A recent meta-analysis summarized published data pertaining to the diagnostic accuracy of the CRH test, the desmopressin test, and the 8 mg DST, used in the differential diagnosis of CS [ ]. Data on the sensitivity (95% confidence interval) of the three tests were as follows: CRH test: 86.9% (82.1%, 90.6%) and 86.2% (78.3%, 91.5%) (the endpoint being plasma ACTH and serum cortisol response, respectively); 8 mg DST: 80.8% (75.1%, 85.5%) (the endpoint being serum cortisol response); desmopressin test: 84.8% (81.4%, 87.8%) and 82.1% (75.3%, 87.4%) (the endpoint being plasma ACTH and serum cortisol response, respectively).

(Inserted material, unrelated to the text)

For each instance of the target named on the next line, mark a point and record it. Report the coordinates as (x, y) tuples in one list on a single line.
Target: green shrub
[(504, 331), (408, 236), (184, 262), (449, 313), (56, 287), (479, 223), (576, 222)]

In the same meta-analysis, data on the specificity (95% confidence interval) of the three tests were as follows: CRH test: 93.9% (87%, 98.3%) and 89.4% (82.8%, 93.7%) (endpoint being plasma ACTH and serum cortisol response, respectively); 8 mg DST: 84.5% (79.6%, 88.4%) (endpoint being serum cortisol response); desmopressin test: 69.9% (61.4%, 77.3%) and 73% (58.4%, 83.9%) (endpoint being plasma ACTH and serum cortisol response, respectively). In meta-regression, the diagnostic odds ratio for the ACTH response during the CRH test was significantly higher than that of all other tests ( P < .0001) [ ]. In summary, the diagnostic performance of the CRH test appears to be superior to that of the desmopressin test or the 8 mg DST in the differential diagnosis of CS. Concordant responses to the CRH test and the 8 mg DST are highly specific for CD.